You can also clone the repository and use the local checkpoint path with `--checkpoint` or `--cropvlm-checkpoint`.

## Gradio Demo

Run:

```bash
python scripts/gradio_demo.py \
  --checkpoint models/CropVLM.pth
```

Then open:

```text
http://127.0.0.1:7860
```

The demo lets you upload any image and edit the candidate class names. The default class list is:

```text
apple, avocado, banana, barley, bell pepper, broccoli, cacao, canola,
cauliflower, cherry, chilli, coconut, coffee, corn, cotton, cucumber,
eggplant, kiwi, lemon, mango, olive, orange, pear, peas, pineapple,
pomegranate, potato, pumpkin, rice, soyabean, strawberry, sugarcane,
sunflower, tea, tomato, watermelon, wheat
```

The included examples are `cacao`, `olive`, `cauliflower`, `sugarcane`, and `sunflower`. They were selected from correct CropVLM predictions with a large cosine-similarity gap between the correct class and the second-best class.
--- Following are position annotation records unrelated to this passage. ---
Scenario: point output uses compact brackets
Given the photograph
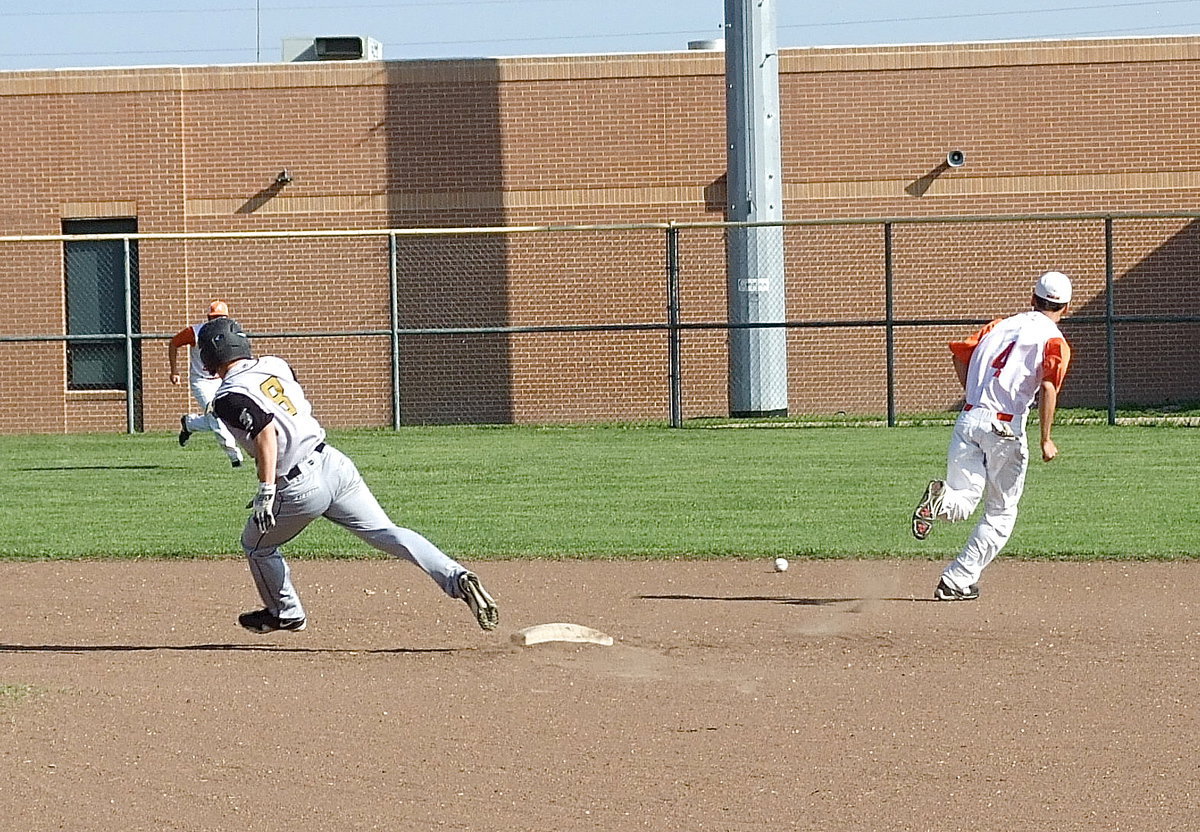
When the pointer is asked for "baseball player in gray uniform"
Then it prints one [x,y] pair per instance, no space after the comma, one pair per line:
[300,478]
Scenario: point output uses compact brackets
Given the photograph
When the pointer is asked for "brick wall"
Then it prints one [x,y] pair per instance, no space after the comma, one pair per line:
[1047,127]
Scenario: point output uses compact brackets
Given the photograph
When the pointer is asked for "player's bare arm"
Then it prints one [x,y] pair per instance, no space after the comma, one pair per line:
[265,454]
[183,337]
[1047,407]
[960,367]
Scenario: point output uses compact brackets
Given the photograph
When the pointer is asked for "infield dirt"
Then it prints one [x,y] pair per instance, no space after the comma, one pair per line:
[833,696]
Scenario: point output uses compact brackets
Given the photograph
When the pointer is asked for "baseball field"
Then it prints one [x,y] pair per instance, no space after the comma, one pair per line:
[832,696]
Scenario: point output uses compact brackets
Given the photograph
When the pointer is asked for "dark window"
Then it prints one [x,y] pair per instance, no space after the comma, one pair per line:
[95,301]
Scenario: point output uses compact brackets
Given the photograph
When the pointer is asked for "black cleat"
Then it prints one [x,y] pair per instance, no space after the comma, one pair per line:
[481,604]
[264,621]
[946,592]
[928,509]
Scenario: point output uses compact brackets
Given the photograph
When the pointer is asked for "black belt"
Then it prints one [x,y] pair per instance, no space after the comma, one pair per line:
[295,470]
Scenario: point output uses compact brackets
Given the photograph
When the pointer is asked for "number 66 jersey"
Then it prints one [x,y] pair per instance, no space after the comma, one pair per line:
[1008,359]
[258,391]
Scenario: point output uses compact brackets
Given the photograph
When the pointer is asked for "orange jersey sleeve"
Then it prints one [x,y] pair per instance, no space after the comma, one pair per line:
[184,337]
[1055,361]
[965,348]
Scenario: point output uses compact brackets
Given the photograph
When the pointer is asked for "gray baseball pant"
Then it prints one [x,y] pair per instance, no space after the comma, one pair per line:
[329,485]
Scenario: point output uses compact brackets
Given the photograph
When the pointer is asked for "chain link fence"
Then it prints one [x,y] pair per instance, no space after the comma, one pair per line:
[606,323]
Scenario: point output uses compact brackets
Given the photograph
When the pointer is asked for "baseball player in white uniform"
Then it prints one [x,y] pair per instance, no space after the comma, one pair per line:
[1002,367]
[204,385]
[301,478]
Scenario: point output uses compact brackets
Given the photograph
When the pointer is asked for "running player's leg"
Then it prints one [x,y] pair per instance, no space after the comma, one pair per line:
[297,507]
[357,509]
[965,474]
[1007,460]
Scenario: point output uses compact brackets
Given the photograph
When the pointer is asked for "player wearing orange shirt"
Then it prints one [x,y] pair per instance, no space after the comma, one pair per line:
[203,384]
[1002,369]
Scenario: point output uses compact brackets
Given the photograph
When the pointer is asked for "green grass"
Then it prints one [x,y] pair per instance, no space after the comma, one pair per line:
[13,693]
[609,492]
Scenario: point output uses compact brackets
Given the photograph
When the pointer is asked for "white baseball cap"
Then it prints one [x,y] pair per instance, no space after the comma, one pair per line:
[1054,286]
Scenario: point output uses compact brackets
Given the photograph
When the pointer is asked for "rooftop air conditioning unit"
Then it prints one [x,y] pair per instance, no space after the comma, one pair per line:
[346,48]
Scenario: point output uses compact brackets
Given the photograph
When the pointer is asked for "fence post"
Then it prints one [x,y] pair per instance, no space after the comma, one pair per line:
[393,293]
[889,323]
[1109,325]
[129,340]
[675,370]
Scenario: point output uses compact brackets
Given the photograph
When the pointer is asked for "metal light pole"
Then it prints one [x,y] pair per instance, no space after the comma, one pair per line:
[755,193]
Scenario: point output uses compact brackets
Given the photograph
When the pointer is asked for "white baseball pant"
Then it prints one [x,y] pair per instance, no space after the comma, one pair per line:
[987,460]
[204,389]
[329,485]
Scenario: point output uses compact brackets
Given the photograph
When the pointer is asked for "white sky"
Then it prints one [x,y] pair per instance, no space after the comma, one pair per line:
[35,34]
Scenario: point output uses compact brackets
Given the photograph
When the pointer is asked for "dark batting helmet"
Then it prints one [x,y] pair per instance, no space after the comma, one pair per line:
[221,341]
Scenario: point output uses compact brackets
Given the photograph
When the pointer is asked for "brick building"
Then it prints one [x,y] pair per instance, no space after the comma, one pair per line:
[1048,127]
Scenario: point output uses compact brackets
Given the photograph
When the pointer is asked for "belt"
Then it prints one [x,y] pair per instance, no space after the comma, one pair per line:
[295,470]
[1002,417]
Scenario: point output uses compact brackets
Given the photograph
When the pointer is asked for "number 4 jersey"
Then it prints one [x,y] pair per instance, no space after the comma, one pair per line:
[258,391]
[1008,359]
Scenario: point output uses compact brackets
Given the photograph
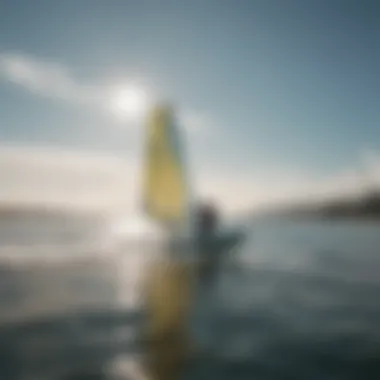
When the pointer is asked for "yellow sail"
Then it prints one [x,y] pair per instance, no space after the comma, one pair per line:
[164,188]
[168,292]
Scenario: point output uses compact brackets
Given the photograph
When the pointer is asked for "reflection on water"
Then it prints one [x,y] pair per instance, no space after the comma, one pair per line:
[304,306]
[300,302]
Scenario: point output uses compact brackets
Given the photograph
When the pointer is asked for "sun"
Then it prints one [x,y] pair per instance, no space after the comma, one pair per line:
[129,102]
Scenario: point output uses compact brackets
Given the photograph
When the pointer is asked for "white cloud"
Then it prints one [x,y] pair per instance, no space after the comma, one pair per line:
[93,181]
[72,178]
[56,81]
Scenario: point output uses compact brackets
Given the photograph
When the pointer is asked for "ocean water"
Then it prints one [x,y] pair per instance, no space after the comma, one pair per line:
[301,301]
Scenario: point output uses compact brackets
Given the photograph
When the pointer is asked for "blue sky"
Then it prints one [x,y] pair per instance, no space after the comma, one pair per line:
[283,93]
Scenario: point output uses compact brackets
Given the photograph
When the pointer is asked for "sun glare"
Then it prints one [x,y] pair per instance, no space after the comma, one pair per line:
[129,102]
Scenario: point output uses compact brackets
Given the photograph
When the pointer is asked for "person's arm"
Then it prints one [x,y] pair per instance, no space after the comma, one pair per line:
[230,240]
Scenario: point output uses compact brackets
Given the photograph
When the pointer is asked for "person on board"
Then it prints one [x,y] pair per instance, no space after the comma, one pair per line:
[212,242]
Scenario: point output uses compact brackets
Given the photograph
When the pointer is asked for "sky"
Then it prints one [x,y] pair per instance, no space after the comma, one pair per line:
[277,98]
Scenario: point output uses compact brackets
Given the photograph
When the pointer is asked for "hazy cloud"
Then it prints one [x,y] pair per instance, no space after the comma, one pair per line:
[54,80]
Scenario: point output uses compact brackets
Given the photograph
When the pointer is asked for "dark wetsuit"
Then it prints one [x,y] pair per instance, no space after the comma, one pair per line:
[212,247]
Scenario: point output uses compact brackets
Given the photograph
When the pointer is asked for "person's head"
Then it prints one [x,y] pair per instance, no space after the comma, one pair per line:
[208,217]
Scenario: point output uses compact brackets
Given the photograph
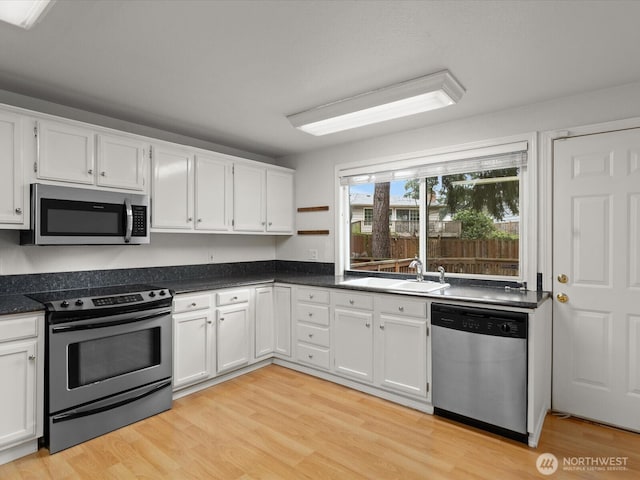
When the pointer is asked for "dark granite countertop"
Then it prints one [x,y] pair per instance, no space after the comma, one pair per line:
[19,303]
[466,293]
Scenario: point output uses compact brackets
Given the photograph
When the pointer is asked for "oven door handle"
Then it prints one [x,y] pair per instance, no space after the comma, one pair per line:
[74,327]
[79,412]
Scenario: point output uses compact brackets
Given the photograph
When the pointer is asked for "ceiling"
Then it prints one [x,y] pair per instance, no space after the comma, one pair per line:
[230,71]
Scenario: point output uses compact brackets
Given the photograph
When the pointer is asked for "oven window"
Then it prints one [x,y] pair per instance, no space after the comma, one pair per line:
[107,357]
[67,217]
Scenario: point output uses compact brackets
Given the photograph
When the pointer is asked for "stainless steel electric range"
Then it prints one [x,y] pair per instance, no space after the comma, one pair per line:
[108,360]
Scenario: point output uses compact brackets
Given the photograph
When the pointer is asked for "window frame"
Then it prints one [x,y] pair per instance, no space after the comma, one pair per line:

The selection details are in `examples/selection_metadata.json`.

## Use CropVLM In Python

```python
from PIL import Image
from cropvlm import load_cropvlm

classifier = load_cropvlm("models/CropVLM.pth")
image = Image.open("examples/cacao.png")

for label, score in classifier.predict(image, top_k=5):
    print(label, score)
```

Use custom candidate labels by passing them to `predict`:

```python
custom_labels = ["cacao", "coffee", "mango", "olive", "sunflower"]

for label, score in classifier.predict(image, labels=custom_labels, top_k=5):
    print(label, score)
```

## Evaluate Zero-Shot Accuracy

The dataset should be arranged like `torchvision.datasets.ImageFolder`:

```text
Crop_Dataset_testing/
  apple/
    image_001.png
  banana/
    image_001.png
  ...
```

Run CropVLM and the supported comparison CLIP models:

```bash
python scripts/evaluate_zero_shot.py \
  --dataset /mnt/e/Desktop/Datasets/FruitDataset/Crop_Dataset_testing \
  --cropvlm-checkpoint models/CropVLM.pth \
  --output outputs/zero_shot_results.json \
  --batch-size 64
```

By default, the script evaluates:

```text
cropvlm
openai_clip_vit_b32
bioclip
bioclip2
biotrove_clip
remoteclip
siglip2
```

You can choose a subset:

```bash
python scripts/evaluate_zero_shot.py \
  --dataset /path/to/test_dataset \
  --models cropvlm openai_clip_vit_b32 bioclip2 \
  --output outputs/subset_results.json
```

The output JSON includes:

- `models`: compact per-model scores,
- `model_results`: full per-model details keyed by model name,
- `results`: full per-model details as a list,
- per-class accuracy,
- per-class accuracy mean and standard deviation,
- confusion matrix,
- optional per-image predictions when `--save-predictions` is used.

The mean and standard deviation are computed across per-class accuracies.

## Notes

- BioCLIP, BioCLIP2, BioTrove-CLIP, RemoteCLIP, and SigLIP2 weights are downloaded automatically by their libraries when first used.
- The score used for classification is cosine similarity between normalized image and text embeddings.